Management of patients with CHB outside the guidelines: Insights from Egyptian cohort with long-term follow-up

Author:

Shiha Gamal12ORCID,Soliman Riham23ORCID,Hassan Ayman24,Farahat Ahmed2ORCID,Salem Ahmed2,Taha Amr2,Sabry Ramy2,Geith Ahmed2,Elshawaf Ahmed2,Mikhail Nabiel25ORCID

Affiliation:

1. Hepatology and Gastroenterology Unit, Internal Medicine Department, Faculty of Medicine, Mansoura University, El Mansoura, Egypt

2. Egyptian Liver Research Institute and Hospital (ELRIAH), Sherbin, El Mansoura, Egypt

3. Tropical Medicine Department, Faculty of Medicine, Port Said University, Port Said, Egypt

4. Higher Institute of Applied Medical Sciences, Sherbin, El Mansoura, Egypt

5. Biostatistics and Cancer Epidemiology Department, South Egypt Cancer Institute, Assuit University, Assuit, El Fateh, Egypt

Abstract

It is alarming that globally, only 2.2% (6.6 million) of patients with chronic hepatitis B (CHB) received treatment in 2019. One contributing factor to this low treatment rate is the complexity and restrictive nature of clinical practice guidelines.

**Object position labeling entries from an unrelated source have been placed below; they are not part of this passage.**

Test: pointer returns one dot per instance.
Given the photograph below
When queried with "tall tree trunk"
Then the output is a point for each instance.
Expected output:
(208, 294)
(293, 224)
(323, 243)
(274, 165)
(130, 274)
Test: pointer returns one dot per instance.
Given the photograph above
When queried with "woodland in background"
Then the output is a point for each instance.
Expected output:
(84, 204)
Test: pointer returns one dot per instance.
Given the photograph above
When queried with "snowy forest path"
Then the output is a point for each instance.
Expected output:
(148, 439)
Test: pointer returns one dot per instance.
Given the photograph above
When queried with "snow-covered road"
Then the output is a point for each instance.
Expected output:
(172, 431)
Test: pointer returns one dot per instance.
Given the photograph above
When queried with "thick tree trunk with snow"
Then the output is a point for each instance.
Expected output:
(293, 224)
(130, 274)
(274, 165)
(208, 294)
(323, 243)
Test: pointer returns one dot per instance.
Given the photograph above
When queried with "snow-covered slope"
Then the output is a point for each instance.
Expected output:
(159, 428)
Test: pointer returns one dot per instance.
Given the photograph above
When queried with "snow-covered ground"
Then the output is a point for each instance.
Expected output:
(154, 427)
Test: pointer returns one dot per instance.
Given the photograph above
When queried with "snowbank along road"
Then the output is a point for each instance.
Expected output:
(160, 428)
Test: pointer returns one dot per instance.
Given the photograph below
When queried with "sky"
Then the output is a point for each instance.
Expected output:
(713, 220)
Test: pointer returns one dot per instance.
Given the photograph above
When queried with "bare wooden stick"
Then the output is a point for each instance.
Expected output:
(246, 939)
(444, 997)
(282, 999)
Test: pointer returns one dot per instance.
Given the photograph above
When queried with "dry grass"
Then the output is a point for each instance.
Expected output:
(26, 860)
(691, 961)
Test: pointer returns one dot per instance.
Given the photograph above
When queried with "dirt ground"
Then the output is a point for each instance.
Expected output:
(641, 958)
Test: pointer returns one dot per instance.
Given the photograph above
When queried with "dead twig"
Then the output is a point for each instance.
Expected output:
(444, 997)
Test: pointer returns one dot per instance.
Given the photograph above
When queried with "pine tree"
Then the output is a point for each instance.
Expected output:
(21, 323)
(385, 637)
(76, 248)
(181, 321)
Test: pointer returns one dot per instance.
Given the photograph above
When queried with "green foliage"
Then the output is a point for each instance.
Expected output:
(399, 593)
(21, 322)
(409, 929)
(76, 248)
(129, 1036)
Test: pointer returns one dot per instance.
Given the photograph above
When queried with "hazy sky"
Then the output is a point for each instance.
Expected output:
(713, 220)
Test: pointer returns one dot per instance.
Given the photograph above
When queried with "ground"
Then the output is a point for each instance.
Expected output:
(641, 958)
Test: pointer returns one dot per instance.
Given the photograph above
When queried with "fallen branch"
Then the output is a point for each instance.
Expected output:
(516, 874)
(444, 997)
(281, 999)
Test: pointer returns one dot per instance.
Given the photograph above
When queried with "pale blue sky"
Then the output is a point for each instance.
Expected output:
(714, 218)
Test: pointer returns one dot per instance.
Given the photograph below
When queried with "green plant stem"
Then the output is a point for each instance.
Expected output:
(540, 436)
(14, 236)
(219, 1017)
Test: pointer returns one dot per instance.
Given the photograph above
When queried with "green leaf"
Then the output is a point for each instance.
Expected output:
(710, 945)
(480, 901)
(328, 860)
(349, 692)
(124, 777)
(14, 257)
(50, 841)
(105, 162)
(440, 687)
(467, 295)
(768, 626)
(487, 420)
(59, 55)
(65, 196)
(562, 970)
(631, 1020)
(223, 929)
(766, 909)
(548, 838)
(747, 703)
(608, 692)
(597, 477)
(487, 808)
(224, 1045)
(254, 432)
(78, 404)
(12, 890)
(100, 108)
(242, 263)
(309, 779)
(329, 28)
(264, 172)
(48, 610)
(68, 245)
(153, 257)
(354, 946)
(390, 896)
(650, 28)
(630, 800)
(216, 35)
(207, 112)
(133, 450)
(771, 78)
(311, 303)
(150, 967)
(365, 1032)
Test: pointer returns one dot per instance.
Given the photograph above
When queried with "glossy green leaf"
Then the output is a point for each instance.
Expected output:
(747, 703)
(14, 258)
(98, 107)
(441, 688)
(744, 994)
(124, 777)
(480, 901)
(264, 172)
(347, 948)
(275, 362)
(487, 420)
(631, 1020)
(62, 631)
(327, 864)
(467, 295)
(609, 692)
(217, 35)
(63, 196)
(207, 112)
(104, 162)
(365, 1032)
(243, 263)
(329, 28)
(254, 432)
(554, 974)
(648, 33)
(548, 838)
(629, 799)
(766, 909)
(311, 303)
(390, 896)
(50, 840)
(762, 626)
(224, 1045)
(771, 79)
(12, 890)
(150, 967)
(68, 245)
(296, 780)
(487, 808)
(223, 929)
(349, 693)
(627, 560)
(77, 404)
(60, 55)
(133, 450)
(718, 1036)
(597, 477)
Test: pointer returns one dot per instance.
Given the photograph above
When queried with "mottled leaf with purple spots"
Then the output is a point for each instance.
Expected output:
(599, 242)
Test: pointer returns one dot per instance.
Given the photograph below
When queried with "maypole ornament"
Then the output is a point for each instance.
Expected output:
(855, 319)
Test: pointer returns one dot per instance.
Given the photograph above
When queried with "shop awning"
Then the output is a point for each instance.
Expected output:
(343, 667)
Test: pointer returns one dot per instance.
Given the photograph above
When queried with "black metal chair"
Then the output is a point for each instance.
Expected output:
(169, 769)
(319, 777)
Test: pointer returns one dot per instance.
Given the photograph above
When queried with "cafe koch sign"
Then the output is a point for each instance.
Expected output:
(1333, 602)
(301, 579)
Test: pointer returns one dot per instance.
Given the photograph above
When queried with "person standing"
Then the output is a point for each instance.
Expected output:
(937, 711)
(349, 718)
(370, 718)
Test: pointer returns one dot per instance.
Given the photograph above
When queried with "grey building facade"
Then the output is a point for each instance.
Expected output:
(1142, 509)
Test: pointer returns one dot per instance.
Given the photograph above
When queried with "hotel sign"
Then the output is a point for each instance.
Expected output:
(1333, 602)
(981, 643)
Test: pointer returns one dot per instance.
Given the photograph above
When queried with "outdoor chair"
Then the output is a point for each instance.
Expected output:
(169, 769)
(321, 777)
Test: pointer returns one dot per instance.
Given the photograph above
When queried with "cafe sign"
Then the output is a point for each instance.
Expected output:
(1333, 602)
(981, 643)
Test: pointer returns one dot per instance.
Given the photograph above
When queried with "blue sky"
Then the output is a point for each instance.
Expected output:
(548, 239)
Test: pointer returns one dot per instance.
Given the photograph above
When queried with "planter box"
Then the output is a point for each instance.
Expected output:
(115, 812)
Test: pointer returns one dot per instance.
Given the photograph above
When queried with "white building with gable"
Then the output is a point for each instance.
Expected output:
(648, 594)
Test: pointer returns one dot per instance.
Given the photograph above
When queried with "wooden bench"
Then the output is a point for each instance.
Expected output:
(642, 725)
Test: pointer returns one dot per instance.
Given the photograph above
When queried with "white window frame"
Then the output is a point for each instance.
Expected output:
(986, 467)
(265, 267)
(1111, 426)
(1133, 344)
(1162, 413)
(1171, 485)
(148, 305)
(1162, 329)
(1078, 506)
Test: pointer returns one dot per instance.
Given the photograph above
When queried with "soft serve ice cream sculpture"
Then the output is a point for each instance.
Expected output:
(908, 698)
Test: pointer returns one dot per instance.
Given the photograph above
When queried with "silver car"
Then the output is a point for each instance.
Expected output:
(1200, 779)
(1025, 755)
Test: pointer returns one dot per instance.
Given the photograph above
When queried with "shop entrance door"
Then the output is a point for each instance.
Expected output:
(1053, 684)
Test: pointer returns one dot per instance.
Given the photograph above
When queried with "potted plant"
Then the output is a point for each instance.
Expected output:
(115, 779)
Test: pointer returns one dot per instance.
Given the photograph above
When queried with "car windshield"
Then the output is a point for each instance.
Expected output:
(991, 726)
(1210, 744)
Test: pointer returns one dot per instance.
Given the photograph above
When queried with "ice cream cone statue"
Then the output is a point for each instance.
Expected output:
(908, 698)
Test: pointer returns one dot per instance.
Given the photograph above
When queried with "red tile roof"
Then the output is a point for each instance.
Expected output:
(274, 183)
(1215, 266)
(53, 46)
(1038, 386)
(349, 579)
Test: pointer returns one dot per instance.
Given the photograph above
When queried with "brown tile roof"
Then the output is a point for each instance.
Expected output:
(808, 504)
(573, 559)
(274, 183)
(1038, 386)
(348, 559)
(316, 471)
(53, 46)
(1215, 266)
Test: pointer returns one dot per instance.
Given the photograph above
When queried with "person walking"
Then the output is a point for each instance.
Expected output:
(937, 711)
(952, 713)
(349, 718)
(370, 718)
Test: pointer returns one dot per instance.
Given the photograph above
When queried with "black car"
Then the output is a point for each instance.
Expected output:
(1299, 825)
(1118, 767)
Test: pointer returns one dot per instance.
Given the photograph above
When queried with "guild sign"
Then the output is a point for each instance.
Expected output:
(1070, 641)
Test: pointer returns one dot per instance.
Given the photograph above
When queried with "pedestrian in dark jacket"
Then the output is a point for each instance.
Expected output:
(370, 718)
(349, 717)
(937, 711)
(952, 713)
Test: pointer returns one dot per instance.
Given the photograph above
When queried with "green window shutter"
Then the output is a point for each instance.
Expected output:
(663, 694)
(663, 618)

Since 1998, we have adopted a “treat-all” approach to patients with CHB. A retrospective study was conducted involving patients with CHB who received treatment from 1998 to 2020 at 2 institutions in Egypt. These patients underwent evaluation through various clinical and laboratory methods, which included testing for liver enzymes and HBV DNA. The study analyzed 1825 patients with HBV, finding that 27.4% had viremia levels under 2000 IU/mL. Most (88%) were HBeAg-negative, with 12% positive. A large portion (77.6%) had normal alanine aminotransferase levels, though 5.6% exceeded twice the upper limit of normal. About 14.2% were diagnosed with liver cirrhosis, and 9.6% with F3 stage fibrosis at enrollment. Notably, 2% (25 cases) lost HBsAg over a median of 52 months. Patients with HBV DNA <2000 IU/mL had a higher HBsAg loss rate (4.2%) compared to those with levels >2000 IU/mL (1.3%). During follow-up, 9.5% (117 patients) experienced decompensation, with a higher incidence in those with HBV DNA <2000 IU/mL (16.8%) than those >2000 IU/mL (7.1%). HCC developed in 5.2% of patients with lower HBV DNA and 2.6% with higher levels, showing significant differences. Liver-related deaths occurred in 2.8% of the cohort, with a slightly higher rate in those with lower initial HBV DNA levels (3.5% vs. 2.5%). The findings suggest a paradigm shift in CHB management toward early and broader eligibility for antiviral therapy. This could improve patient outcomes and address the global treatment gap in CHB management, especially in regions with high CHB prevalence.